Gosling les brinda algo especial a sus papeles, elogia Bowen. “Es su humanidad. Es su comprensión del sentimiento… y no el sentimentalismo. A menudo la gente quiere abrumarte con su emoción. Es un verdaderamente grandioso artesano el que sabe cómo repartirla de un modo que te mantenga cautivado”.

El respeto por el protagonista de la producción se extendió a los incontables miembros del elenco y el equipo de apoyo que trabajaron con Chazelle y Gosling durante el rodaje. Frank Hughes, quien servía como entrenador de astronautas del Gemini y Apollo, entrenó a Gosling de una manera similar a como trabajó con Armstrong en la década de 1960. “Ryan está dedicado a su arte”, indica Hughes. “Me impresiona. Pasábamos el tiempo viendo los paneles de control del Gemini y empezamos con el Apollo, repasando y aprendiendo cada interruptor y su propósito. Se metía en la cabina y le enseñaba dónde estarían sus manos, dónde rastrearían sus ojos cuando evaluara una situación”.

Gosling admite que convertirse en Neil Armstrong habría sido imposible sin la ayuda de numerosos colaboradores. “Fui muy privilegiado al conocer a Janet Armstrong antes de que falleciera. También fui muy afortunado de hablar con los dos hijos de Neil, Rick y Mark, y pasar tiempo con la hermana de Neil, June, en su granja en Wapakoneta, Ohio, donde Neil nació. El Museo Armstrong del Aire y el Espacio y las instalaciones de la NASA en Cabo Cañaveral y Houston me abrieron sus puertas. También había expertos todos los días en el set para aconsejarnos sobre los detalles de cada misión que tratábamos de replicar. También tuve casi acceso constante al autor James Hansen y su libro First Man; una obra de más de 700 páginas de meticulosa investigación. Nunca he tenido tanta ayuda para investigar un papel o me había involucrado con tanta gente tan entusiasta en proveérmela”.

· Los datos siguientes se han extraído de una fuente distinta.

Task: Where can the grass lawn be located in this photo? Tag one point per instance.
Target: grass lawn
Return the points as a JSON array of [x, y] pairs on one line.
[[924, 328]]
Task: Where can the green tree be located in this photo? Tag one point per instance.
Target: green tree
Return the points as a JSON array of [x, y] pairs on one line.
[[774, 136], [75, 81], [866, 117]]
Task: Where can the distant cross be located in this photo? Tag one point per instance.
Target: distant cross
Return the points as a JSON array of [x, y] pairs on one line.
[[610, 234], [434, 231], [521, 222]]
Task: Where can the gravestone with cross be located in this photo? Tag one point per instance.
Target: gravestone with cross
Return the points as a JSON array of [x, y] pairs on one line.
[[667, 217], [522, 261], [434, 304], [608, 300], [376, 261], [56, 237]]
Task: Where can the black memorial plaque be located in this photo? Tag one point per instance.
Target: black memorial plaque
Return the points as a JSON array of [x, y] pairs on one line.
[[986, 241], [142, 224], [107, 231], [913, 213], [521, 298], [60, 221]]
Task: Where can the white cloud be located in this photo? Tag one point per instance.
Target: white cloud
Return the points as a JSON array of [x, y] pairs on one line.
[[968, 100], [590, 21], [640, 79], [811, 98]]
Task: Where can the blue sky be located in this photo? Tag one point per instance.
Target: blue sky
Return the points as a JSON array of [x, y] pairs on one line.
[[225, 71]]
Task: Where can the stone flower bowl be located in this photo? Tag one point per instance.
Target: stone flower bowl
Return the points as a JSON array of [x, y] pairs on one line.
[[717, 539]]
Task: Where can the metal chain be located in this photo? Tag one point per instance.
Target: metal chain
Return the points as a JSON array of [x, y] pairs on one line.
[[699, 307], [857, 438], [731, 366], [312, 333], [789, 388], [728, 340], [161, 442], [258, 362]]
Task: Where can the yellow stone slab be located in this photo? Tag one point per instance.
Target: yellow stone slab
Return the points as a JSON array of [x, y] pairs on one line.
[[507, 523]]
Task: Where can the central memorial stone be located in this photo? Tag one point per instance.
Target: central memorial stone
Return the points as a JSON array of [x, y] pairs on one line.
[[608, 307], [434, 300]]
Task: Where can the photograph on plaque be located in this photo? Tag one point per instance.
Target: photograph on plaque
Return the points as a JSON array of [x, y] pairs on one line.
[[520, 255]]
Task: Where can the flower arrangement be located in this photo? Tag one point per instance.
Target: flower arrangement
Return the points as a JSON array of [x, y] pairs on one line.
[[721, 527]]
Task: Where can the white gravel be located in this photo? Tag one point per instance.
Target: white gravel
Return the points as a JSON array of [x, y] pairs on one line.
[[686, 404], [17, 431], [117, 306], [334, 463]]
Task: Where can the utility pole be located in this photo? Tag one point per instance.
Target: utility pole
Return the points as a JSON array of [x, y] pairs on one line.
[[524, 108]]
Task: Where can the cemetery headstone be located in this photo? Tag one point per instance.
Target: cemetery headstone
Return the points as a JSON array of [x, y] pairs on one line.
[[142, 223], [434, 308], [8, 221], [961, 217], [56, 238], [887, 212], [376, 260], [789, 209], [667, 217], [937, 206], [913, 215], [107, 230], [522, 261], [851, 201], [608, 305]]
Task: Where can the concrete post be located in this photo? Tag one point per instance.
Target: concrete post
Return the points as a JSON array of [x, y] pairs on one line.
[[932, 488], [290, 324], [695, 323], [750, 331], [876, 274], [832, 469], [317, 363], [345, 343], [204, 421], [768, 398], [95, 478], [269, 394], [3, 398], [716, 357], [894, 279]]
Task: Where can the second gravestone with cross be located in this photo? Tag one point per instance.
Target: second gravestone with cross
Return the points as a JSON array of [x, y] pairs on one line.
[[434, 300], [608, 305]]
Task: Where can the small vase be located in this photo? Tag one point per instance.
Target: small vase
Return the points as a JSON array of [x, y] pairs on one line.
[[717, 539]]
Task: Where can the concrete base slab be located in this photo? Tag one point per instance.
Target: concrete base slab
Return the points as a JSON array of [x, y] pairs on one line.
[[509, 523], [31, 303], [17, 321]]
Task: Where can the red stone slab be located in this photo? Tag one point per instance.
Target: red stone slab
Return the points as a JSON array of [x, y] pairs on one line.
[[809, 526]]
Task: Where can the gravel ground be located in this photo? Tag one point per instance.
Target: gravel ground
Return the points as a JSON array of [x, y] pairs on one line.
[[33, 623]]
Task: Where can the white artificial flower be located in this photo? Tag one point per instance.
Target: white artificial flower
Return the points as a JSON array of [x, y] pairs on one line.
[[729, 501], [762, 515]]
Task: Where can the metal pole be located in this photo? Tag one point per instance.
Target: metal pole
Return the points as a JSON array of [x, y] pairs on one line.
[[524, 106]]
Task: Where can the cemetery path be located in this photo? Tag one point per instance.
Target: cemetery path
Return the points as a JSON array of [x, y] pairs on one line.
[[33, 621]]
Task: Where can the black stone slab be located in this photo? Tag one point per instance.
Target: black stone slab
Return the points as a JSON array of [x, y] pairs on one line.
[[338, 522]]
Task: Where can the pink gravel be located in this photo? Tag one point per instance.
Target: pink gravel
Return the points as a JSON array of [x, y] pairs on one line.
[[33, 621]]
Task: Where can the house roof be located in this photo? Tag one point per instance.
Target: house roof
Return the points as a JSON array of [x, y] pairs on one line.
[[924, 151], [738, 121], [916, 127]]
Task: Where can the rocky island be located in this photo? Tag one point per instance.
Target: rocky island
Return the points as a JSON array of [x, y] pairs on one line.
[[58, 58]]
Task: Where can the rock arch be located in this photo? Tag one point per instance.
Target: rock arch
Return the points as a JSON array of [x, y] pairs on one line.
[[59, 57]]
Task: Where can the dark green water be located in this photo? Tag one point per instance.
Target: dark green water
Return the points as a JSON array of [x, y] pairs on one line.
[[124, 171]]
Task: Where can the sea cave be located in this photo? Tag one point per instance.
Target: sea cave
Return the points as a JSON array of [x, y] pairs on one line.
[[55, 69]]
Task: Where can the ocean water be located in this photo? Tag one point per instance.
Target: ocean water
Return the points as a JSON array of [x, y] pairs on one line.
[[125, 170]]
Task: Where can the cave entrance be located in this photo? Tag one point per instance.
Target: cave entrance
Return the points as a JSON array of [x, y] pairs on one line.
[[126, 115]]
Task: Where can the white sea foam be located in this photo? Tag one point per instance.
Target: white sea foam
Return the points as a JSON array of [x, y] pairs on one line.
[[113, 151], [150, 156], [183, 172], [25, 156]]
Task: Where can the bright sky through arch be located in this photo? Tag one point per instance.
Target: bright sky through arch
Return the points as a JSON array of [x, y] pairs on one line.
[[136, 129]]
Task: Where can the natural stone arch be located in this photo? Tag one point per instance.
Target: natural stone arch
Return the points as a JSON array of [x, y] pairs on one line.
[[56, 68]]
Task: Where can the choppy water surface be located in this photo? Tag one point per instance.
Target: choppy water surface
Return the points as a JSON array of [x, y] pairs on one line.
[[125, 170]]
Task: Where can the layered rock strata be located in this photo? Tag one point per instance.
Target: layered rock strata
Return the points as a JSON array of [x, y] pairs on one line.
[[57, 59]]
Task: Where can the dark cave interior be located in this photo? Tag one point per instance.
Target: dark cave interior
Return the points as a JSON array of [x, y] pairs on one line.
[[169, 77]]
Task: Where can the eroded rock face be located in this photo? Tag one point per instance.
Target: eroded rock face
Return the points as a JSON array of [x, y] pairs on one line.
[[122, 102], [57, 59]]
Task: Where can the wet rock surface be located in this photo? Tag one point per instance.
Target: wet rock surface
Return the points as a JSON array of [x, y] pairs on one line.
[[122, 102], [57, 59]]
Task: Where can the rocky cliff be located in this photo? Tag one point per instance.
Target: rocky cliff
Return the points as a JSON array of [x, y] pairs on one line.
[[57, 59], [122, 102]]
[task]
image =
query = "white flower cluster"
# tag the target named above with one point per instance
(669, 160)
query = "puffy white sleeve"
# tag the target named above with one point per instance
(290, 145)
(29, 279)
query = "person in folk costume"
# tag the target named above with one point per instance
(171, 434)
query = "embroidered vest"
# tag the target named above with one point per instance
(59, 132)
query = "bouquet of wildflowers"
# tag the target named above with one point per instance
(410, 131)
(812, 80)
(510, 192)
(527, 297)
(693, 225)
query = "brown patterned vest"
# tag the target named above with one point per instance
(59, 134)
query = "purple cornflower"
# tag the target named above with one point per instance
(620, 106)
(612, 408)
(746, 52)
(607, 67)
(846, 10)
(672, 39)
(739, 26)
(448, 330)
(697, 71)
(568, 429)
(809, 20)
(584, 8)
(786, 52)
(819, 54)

La fascinación de Gosling por Armstrong y los hombres que fueron sus colaboradores permeó en la producción. “Mi primer instinto al prepararme para este papel fue aprender a volar. Neil volaba antes de conducir; parecía una parte integral de su ser, así que pensé que debía empezar ahí. En cierto momento de mi entrenamiento, me pidieron forzar la nave en una autoimpuesta ‘entrada en pérdida’ y tuve un momento de lucidez. Era una terrible idea. En ese momento entendí por qué Neil estaba destinado a ser uno de los más grandiosos pilotos del mundo y por qué yo no. Como muchos otros astronautas, Neil comenzó como piloto de pruebas. Se requiere a cierto tipo de persona para meterte a consciencia en una nave que nunca ha volado y llevarla a su punto de quiebre con el único propósito de encontrar sus fallas para avanzar en nuestro conocimiento de la aeronáutica”.

Una de las más grandes admiradoras de Gosling en el set era la actriz que interpreta a su esposa en la pantalla. “Ryan es el calor personificado” añade Claire Foy, quien interpreta a Janet Armstrong. “No tiene que esforzarse mucho en eso, no me lo parece. Es increíblemente agradable como persona y ese es el asunto con Neil. No me parece que fuera antisocial o grosero; no era convencional. No hacía lo que hacen todos, que es tratar de hacer que los demás se sientan de maravilla con ellos mismos… y si hay un silencio incómodo, intentar llenarlo. De manera innata, Ryan es bondadoso, generoso, cálido y genuino… es lo que trae por naturaleza”.